Tout au cours de leur conversation, le Sommeil pouvait constater le pouvoir de la Déesse en action, qui réhabilitait progressivement le lieur de leur discussion en véritable havre de la Nature, qui reprenait peu à peu ses droits. Cette vision lui décrocha d'ailleurs un discret sourire, lui qui redécouvrait ainsi cette Terre de jadis qui n'avait que trop peu été préservée par les hommes, et qui d'ici quelques années était peut-être vouée à disparaître définitivement. Poussant alors un léger soupir, Déméter fit apparaître un coquelicot qu'elle tendit en sa direction, ravivant son sourire.

"Je me rappelle de celui que j'avais offert à Héra afin d'endormir son mari... De lointains souvenirs..."


S'emparant du pavot, il comprenait parfaitement les considérations de sa vis-vis. Comme il l'avait pensé précédemment, elle ne souhaitait éliminer les humains de la même manière que celle employée par Hadès.

"L’Ultime Éclipse est une purge totale qui nous permettra de repartir à zéro, de balayer la moindre de nos erreurs, et de recréer en mieux ce qui pourrait être sauvé. Les animaux, les végétaux, je ne peux que reconnaître qu'ils seront des dommages collatéraux. Mais seule une solution massive peut nous permettre d'éradiquer l'espèce humaine. Et ce serait enfin l'occasion de recréer cette Nature à laquelle tu avais jadis donné vie, qui à cause du fait du temps et des hommes, n'est plus qu'un vestige d'une époque dorée."

Poursuivant sur la lancée, la Déesse matérialisa enfin son sceptre d'or, vision qui ne déplut aucunement à Hypnos, lui dont le seul sceptre analogue qui s'était offert à sa vue ces derniers temps, n'était autre que ce maudit bâton d'Athéna ! De toutes évidences, elle ne souhaitait s'allier avec un autre Dieu, chacun employant sûrement des méthodes incompatibles avec ce qu'elle désirait véritablement, et certains d'eux lui ayant même causé directement du tort, à l'image du Seigneur du Royaume des Morts. Sa situation n'était que peu enviable, ce qui égailla un sentiment d'empathie chez le Dieu à la crinière flamboyante, d'autant plus lorsqu'elle lui fit part du fait qu'elle le considérait comme son seul ami encore vivant en ce monde. Seule sa fille trouvait maintenant grâce à ses yeux, et le moins qu'il pouvait faire, était donc de garantir la sûreté de Perséphone. Il prit ainsi la parole d'un ton relativement calme, et toujours aussi neutre dans la forme, bien que le fond ne l'était pas.

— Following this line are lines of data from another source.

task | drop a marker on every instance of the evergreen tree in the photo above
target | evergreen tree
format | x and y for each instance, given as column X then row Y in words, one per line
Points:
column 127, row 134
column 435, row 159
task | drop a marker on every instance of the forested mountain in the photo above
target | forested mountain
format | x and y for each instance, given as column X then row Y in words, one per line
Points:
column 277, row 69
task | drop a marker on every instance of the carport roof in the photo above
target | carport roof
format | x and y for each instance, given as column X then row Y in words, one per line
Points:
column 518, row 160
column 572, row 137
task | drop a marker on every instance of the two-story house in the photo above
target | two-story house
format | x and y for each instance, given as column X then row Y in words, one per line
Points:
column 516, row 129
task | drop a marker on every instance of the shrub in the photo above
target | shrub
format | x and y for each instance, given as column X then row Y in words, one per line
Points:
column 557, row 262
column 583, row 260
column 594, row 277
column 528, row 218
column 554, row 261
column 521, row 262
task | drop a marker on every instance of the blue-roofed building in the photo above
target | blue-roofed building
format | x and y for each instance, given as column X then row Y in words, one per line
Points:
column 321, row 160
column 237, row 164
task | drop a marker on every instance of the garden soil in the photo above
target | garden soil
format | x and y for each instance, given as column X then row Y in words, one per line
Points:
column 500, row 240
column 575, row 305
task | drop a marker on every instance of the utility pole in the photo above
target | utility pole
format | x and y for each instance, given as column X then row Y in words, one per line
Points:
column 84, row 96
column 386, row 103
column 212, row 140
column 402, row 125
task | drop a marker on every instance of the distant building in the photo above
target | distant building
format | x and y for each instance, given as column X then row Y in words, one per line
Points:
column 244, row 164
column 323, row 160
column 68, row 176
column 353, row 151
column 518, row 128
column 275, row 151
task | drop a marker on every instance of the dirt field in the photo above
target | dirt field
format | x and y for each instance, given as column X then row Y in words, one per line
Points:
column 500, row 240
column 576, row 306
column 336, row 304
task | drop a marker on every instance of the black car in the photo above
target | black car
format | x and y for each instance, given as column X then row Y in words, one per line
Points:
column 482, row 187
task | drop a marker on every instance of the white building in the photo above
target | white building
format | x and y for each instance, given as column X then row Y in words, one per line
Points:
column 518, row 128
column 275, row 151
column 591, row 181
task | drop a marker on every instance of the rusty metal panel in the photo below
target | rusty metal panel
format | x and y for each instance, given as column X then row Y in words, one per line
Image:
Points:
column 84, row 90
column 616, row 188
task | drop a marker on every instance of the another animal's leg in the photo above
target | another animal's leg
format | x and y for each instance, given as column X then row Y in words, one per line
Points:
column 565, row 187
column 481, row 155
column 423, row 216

"Chère Déméter, je ne me montrerai point insensible à vos propos ainsi qu'à votre situation. C'est pourquoi je ferai en sorte que mon fils veille encore davantage sur votre progéniture, et que j'irai m'enquérir personnellement du fait qu'elle soit bien traitée et trouve ses aises aux Enfers, à défaut de pouvoir vous la rendre".